I think I remember similar questions here before. By contraposition: If k(t) is bounded away from 0, i.e.k(t)> r, then, using the MVT, on each interval (a,b),\frac {f(b)-f(a)}{b-a}>r(b-a)>>0 Now apply this to an interval (b,c), then an interval (c,d) , etc. and if you do it long-enough, your f values can become indefinitely-large, i.e., unbounded.
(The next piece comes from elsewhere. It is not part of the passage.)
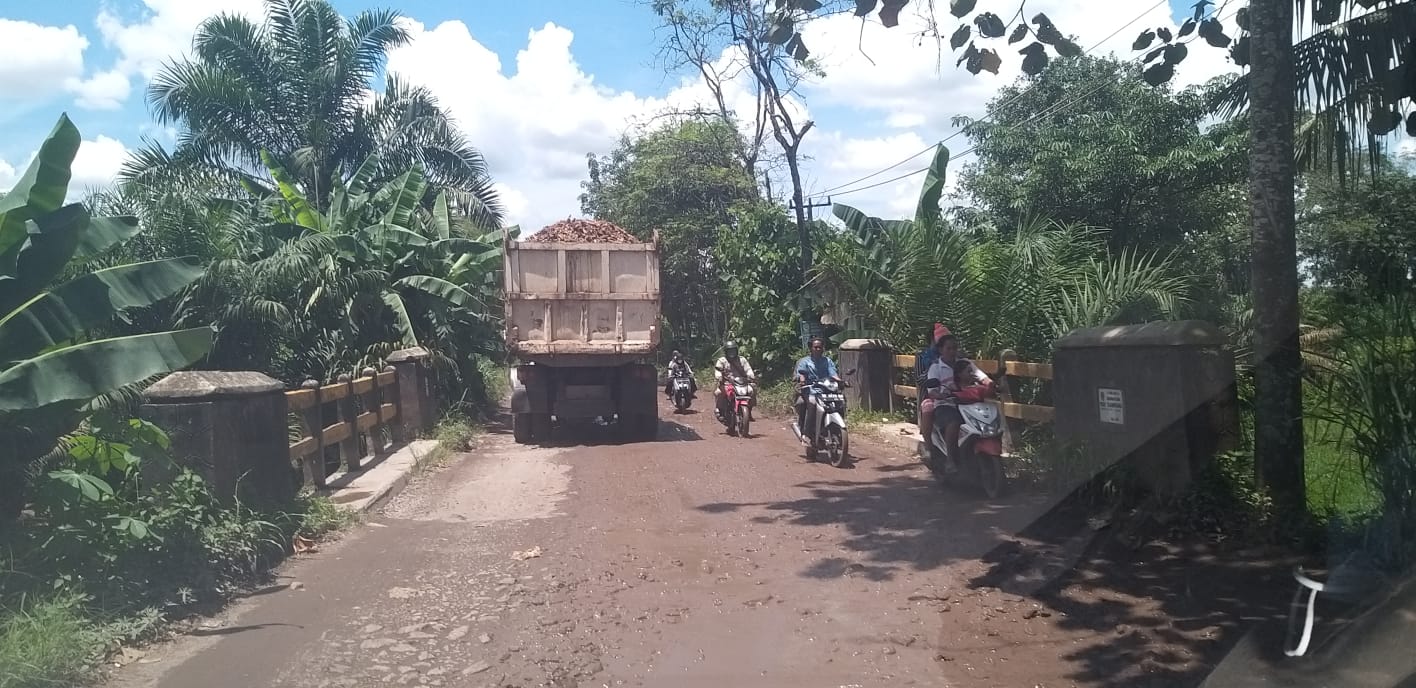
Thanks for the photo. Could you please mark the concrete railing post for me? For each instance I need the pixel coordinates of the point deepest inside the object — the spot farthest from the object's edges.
(230, 426)
(415, 402)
I guess this would be more rigorous: we can construct a collection of intervals $(a_1,a_2),(a_2,a_3),...,(a_k,a_{k+1}),.....$, and applying the MVT on each interval:
$\frac {f(a_2)-f(a_1)}{a_2-a_1}>r(a_2-a_1); \frac{f(a_3)-f(a_2)}{a_3-a_2}>r(a_3-a_2))$, so that $f(a_3)-f(a_1)>r(a_3-a_1)$, so that you get a telescope*, and $\frac {f(a_n)-f(a_{n-1})}{a_n-a_{n-1}}>r(a_n-a_1)$. Then choose $(a_n-a_1)>\frac{2M}{r}$, and you can see your function going away to $\infty $
EDIT: I clearly worked under the assumption that the condition given was that f'(x) is bounded away from 0 as $x\rightarrow \infty$. Like the above reply, we need for f to be bounded away from 0 outside of an interval of finite length for the above argument to hold. One of these days I'll actually read the question, I promise.
*always wondered where that name 'telescope' came from.